Владимир Ильич работал, писал статью. Он быстро, на носках, почти бесшумно ходил от шкафа до окна и вполголоса наговаривал текст, чтобы сесть потом за стол и перенести слова на бумагу. Эта привычка — бегать на носках — появилась у Ленина в эмиграции. Его работа по ночам вряд ли понравилась бы хозяевам комнат, которые они с Крупской снимали, вот и стал на носочках расхаживать, чтобы соседей не будить. Так и привык.
— Владимир Дмитгиевич? — встревожился вождь. — Что случилось?
— Верочка… — выдавил гость. — Умерла…[108]
Выглянувшая Крупская охнула.
— Ка-ак?! — выдохнул Ильич.
Бонч-Бруевич сожмурил глаза и затрясся в неслышном плаче.
— Вчера… — выговорил он сдавленно. — Верочка… и ещё две медсестры, что за вами смотрели, Владимир Ильич… Говорят, инфлюэнца…[109]Главное, никто больше не чихнул даже, а они…
Ленин сжал карандаш так, что пальцы побелели.
— Женщин-то за что? — пробормотал он.
Словно отойдя от мрачных дум, он встрепенулся и повёл Бонч-Бруевича к себе.
— Товарищ Югковский, — сказал Ильич просительно, — не в службу, а в дгужбу — заварите-ка нам чайку!
— Сей момент!
Занося две чашки чаю к Ленину, Авинов застал тяжко вздыхавшего управделами и хмурого, угрюмого даже предсовнаркома.
— Виктор Палыч, — спросил последний, — вы вегите, что это была инфлюэнца?
— Владимир Ильич, — серьёзно ответил Кирилл, — как могла таинственная болезнь поразить сразу трёх женщин одновременно? И почему заразились лишь они одни — именно те, кто спасал вас? Инфлюэнца, конечно, штука опасная, но я не верю в совпадения.
Ленин согласно кивнул.
— Я не злопамятный, — медленно проговорил он, — но память у меня хогошая…
Бонч-Бруевич встрепенулся, словно хотел сказать что-то, но удержался. Однако Ильич заметил его телодвижение.
— Выкладывайте всё, батенька, — ласково сказал он, наклоняясь и похлопывая управделами по колену, — не держите в себе, как занозу!
— Встретил я намедни Свердлова, — стал рассказывать Бонч-Бруевич, воздыхая, — он и говорит: «Вот, Владимир Дмитриевич, уже и без Владимира Ильича справляемся!»
— Даже так? — криво усмехнулся Ленин.
Управделами повздыхал и добавил последнюю новость.
— Сам слышал, — пробормотал он, — совершенно случайно, как «Кожаный» наседал на Малькова. «Тяните, говорит, тяните с ремонтом!» А как меня увидел, сразу на октаву выше забасил: «Пускай-де Ильич окрепнет как следует, поправится!»
— Я и это запомню, — процедил Ленин.
Минула ещё неделя.

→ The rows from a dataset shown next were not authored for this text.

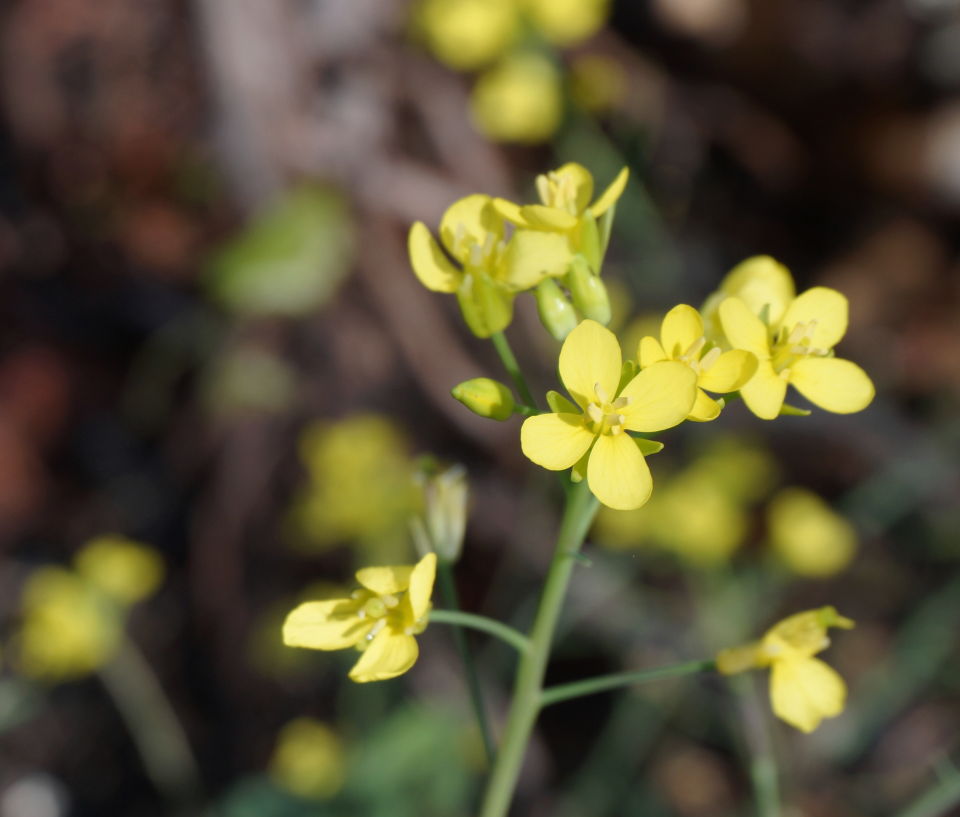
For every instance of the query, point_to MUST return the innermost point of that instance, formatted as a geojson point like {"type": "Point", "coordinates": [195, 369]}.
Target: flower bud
{"type": "Point", "coordinates": [555, 310]}
{"type": "Point", "coordinates": [486, 397]}
{"type": "Point", "coordinates": [587, 291]}
{"type": "Point", "coordinates": [442, 521]}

Чекисты вели себя на манер лондонских полицейских — не видать их было и не слыхать, а чуть что — вот они. Чоновцы казались куда опаснее, постоянно рея в отдалении, кучкуясь в конце любой аллеи. Близко они не подходили, но и гулять по парку стало опасно — Ильич и верные ленинцы отсиживались в Большом доме. Молодые только наведывались в Хоздвор, учиняя латышам-коммунарам «продразвёрстку».
И лишь под вечер субботы в Горки, отрезанные от мира, стали поступать скудные известия — оказывается, тонны листовок сбрасывались с аэропланов над позициями красных войск и далеко в тылу, а в ночь с четверга на пятницу «Илья Муромец» рассеял «контрреволюционные агитки» над Москвою.
Красная столица лежала погружённая во мглу — горевшие уличные фонари были редким явлением, свет отключали, бывало, что на полдня, а то и на весь день. Нефти на электростанции не хватало. Оттого и трамваи ходили редко, буквально разваливаясь под напором пассажиров. Да что там электричество — кончалось всякое терпение у рабочих! По всей Москве то и дело поднимали вой заводские гудки — пролетариат бастовал, устраивал «волынки». Заводы стояли, никто не работал, и плохо было с хлебом — люди голодали.[110]